I wrote a simple web application that has a similar URL structure (sequentialfindapig.php?id=X) where "id" is our variable and "1" is its value. Click the link and it will access the famous pig database and return Snowball's name. Count up from 1, change the value and see what other pigs you can find. If you sequentially try all "Unique ID" values from 1 through 5, you will have accessed all of the data in our famous pig database.
That may be no problem for the famous pig database, but allowing the public to access a company's data by simply counting can have disastrous consequences. In the wake of the Jan. 6, 2021, Capitol attack, hackers discovered that the social media app Parler sequentially numbered its posts. Exploiting that vulnerability, those hackers sequentially accessed and downloaded a copy of each and every Parler post ever submitted, consisting of 56 terabytes of data that included geocached photos and videos. Effectively, the hackers had made a copy of an entire social media platform as it existed just after many of its users posted allegedly incriminating information.

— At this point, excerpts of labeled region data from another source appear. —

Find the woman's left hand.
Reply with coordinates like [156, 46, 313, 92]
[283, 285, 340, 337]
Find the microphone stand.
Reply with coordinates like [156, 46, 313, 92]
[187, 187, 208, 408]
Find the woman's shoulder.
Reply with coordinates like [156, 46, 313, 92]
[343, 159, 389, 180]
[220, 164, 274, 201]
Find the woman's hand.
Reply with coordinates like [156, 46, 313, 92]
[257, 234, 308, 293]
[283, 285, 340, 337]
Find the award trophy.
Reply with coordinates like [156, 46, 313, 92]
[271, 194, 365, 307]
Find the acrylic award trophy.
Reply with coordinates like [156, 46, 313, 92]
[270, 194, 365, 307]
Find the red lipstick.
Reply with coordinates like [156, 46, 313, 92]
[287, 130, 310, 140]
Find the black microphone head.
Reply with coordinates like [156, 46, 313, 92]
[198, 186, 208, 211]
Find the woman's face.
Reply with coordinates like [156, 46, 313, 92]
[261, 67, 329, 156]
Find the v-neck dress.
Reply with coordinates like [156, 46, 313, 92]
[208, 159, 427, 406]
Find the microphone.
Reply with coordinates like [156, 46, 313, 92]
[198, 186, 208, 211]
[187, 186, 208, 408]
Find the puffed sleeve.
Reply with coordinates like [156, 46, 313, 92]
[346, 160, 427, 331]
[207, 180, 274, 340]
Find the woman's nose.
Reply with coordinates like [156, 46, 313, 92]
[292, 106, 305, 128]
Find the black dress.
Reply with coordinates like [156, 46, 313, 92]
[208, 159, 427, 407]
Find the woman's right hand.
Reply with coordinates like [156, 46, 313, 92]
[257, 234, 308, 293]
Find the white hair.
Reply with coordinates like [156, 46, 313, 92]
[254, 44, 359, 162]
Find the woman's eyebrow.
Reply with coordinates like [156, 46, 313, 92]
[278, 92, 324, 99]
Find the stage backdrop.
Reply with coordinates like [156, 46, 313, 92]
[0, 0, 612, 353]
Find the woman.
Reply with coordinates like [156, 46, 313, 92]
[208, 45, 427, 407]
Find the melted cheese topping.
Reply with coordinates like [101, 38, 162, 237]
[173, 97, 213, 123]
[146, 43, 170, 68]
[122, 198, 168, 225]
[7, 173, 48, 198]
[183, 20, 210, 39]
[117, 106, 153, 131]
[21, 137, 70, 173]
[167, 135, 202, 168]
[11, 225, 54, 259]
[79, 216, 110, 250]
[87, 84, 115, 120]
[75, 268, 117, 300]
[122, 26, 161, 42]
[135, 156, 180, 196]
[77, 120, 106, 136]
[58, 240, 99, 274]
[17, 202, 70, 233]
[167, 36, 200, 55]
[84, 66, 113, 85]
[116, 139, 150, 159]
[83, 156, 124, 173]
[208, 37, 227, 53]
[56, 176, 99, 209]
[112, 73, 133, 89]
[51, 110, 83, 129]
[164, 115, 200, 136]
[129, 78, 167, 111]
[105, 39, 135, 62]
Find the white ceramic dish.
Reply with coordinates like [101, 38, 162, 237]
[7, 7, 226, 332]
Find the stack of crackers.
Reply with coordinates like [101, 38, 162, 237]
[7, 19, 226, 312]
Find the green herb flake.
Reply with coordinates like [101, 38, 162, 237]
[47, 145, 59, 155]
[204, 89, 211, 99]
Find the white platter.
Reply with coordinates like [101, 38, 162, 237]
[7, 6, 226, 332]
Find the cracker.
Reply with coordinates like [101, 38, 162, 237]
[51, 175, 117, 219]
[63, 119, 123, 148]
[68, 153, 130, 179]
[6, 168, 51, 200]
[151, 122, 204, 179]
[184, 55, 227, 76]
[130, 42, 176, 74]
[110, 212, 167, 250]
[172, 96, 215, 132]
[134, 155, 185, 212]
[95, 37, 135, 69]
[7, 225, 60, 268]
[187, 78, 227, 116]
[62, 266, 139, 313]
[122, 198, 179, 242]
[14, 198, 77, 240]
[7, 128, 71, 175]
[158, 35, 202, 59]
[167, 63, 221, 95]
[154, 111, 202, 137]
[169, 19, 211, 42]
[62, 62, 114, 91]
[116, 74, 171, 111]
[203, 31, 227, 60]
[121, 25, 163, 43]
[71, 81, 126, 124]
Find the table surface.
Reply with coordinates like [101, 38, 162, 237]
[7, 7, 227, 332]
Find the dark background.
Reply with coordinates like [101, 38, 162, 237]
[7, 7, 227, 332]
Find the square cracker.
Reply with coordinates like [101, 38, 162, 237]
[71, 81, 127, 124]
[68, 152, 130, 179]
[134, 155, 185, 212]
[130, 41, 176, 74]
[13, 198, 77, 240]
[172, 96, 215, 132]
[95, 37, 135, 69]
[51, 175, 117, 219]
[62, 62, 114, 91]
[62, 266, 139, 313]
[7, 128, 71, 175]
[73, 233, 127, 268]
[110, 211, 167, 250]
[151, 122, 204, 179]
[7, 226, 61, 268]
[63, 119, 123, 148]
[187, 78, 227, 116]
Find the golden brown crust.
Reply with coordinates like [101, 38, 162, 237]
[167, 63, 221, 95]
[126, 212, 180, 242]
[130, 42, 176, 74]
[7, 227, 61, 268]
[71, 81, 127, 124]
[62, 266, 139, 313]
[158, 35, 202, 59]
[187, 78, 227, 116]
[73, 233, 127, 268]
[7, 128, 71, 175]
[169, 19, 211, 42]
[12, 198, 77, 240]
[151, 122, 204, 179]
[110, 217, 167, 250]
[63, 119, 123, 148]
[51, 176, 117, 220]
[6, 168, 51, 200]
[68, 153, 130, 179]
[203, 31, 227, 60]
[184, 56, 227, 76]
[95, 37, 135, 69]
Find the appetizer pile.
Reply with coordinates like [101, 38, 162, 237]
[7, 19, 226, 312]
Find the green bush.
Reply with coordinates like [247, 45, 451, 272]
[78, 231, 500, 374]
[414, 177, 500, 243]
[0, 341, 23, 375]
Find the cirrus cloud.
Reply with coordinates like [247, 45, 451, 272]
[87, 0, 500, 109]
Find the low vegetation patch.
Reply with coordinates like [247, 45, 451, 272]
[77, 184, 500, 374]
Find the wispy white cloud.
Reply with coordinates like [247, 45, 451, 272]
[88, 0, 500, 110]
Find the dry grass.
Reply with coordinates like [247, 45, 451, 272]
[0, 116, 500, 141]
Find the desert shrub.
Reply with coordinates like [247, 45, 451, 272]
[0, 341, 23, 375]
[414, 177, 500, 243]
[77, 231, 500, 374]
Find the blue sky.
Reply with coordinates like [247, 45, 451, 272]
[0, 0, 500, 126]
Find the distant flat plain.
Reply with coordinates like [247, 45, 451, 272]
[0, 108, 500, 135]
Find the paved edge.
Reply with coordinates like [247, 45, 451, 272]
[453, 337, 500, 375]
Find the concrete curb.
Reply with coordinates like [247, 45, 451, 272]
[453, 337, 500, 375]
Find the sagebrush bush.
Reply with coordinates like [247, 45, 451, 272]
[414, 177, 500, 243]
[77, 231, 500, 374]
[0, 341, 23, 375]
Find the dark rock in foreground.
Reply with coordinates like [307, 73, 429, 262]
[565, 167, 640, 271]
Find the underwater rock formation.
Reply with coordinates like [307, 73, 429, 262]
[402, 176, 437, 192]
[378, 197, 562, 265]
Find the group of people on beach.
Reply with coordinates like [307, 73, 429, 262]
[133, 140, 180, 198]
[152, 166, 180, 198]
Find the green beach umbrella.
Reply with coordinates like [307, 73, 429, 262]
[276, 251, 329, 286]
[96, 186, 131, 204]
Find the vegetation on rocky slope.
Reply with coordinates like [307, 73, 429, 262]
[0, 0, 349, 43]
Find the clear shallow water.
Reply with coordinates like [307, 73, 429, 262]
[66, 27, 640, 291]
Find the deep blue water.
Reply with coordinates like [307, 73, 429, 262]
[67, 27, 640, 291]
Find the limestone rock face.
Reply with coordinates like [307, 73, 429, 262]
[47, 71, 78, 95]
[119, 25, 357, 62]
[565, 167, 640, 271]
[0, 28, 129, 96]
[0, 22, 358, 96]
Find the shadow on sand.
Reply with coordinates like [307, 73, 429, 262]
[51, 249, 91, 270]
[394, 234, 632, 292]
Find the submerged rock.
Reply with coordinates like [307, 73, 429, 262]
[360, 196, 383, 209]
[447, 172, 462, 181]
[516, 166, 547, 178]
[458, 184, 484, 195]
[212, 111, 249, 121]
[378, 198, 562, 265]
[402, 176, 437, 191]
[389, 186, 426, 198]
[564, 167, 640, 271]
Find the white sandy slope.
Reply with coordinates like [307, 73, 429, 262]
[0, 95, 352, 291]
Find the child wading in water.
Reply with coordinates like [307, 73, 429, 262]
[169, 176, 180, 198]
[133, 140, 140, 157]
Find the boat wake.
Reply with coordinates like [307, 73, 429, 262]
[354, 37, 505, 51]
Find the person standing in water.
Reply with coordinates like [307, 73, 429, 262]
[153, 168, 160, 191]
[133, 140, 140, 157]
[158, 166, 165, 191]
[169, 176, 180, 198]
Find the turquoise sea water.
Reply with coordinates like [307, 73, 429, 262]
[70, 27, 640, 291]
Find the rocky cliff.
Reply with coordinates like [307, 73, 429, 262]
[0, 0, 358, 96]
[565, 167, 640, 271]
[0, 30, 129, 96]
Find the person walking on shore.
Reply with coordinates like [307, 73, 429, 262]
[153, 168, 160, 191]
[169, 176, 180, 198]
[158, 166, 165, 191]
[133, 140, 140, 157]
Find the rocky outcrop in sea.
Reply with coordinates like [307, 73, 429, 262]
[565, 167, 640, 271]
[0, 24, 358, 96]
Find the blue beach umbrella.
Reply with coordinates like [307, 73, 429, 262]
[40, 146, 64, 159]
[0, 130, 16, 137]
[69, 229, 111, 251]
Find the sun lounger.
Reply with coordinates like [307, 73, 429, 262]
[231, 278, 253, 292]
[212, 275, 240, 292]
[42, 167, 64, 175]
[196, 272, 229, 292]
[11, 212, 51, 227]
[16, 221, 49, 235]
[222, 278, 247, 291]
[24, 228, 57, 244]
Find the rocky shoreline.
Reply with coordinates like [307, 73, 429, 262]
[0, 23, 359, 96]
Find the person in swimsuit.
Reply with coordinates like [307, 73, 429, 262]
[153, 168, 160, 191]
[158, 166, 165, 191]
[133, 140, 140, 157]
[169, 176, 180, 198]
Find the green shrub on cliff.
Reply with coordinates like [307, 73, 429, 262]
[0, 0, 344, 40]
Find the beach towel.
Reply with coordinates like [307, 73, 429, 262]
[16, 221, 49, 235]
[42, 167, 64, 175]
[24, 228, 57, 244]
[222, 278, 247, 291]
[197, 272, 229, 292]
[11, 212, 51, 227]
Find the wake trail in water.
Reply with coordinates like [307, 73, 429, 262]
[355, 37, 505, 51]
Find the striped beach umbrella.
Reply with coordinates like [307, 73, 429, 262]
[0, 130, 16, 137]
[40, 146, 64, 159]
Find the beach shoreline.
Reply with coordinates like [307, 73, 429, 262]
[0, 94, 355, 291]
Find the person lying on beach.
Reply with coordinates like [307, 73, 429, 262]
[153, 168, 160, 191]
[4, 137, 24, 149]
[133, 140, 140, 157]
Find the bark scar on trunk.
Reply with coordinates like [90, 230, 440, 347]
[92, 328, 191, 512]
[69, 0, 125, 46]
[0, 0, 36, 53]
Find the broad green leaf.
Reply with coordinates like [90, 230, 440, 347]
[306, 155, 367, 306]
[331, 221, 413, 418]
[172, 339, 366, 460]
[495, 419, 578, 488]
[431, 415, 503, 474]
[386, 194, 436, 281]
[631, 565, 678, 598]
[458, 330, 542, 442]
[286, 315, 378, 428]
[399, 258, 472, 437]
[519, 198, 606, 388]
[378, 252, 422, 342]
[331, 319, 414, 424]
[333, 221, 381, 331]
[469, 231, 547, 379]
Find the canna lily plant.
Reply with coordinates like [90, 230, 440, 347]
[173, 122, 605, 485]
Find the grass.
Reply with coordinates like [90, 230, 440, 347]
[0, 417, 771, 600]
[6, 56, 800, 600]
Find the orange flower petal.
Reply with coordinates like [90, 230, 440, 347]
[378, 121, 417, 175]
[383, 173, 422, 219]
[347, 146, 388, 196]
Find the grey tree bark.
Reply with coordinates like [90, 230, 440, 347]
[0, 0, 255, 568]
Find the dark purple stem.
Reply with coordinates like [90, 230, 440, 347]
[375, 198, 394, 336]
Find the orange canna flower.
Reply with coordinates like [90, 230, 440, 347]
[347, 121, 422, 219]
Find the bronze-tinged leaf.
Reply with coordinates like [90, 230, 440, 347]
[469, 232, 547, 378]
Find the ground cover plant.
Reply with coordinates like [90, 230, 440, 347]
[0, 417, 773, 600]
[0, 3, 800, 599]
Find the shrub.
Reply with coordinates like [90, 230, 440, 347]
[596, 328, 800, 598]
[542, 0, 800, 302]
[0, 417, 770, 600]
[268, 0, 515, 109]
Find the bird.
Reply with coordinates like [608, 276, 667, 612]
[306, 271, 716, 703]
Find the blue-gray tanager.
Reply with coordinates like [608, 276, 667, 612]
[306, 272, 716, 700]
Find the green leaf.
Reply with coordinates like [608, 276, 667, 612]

This type of attack can also enable screen scraping. In the famous pigs example, loading five sequential pages would allow someone to copy the entire database. In a more problematic example, if a site publishes original poetry on sequentially numbered pages, then a screen scraping application can flip through them and copy each work. With all poems in hand, the hacker could republish the works elsewhere. Copying and republishing the expressive poetic works would constitute copyright infringement. See 17 U.S.C. §§ 106, 501. If screen scraping accesses unauthorized digital spaces, then the activity can also run afoul of the Computer Fraud and Abuse Act. See 18 U.S.C. § 1030.
Solving the Sequential Numbering Problem
Software developers avoid the sequential numbering problem in several ways. First, they can simply avoid counting sequentially and force hackers to waste endless time looking for "Pig No. 4." The Universal Unique Identifier (UUID) specification describes a 128-bit ID that is statistically unique, meaning it is very unlikely to be duplicated. You would need to generate 2.71 quintillion UUIDs before there would be a 50 percent chance that two are the same. (Note: This is the same probability exercise as the Birthday Paradox, which proves that there is a roughly 50 percent likelihood that 2 of 23 randomly selected people share the same birthdate.) Twitter has developed its own in-house unique ID generator called Snowflake that generates nonconsecutive unique identifiers for each tweet, direct message, user, etc.
To demonstrate how nonsequential numbers can protect data, I built a modified version of the famous pig web application that uses UUIDs (UUIDfindapig.php?id=X). (If you can guess the ID for "Napoleon," then please email me because you have conquered statistics.)
Second, software developers can avoid exposing data via web applications that they do not want scraped and copied. If that data needs to be exposed to the public, consider a rate controller that slows access for heavy users (who might be scraping) or detection methods to identify and block scrapers.
Lawyers can protect against screen scraping by prohibiting it within their client site's terms of use. This makes the scraping act expressly prohibited by the site and removes all doubt as to whether the information on the website is fair game for scraping and copying. An example:
Users shall not seek to obtain access to any services, website content, materials, accounts, or information through scraping, hacking, data harvesting, data mining, or through other means not intentionally made available to you through the platform.
The content of this article is intended to provide a general guide to the subject matter. Specialist advice should be sought about your specific circumstances.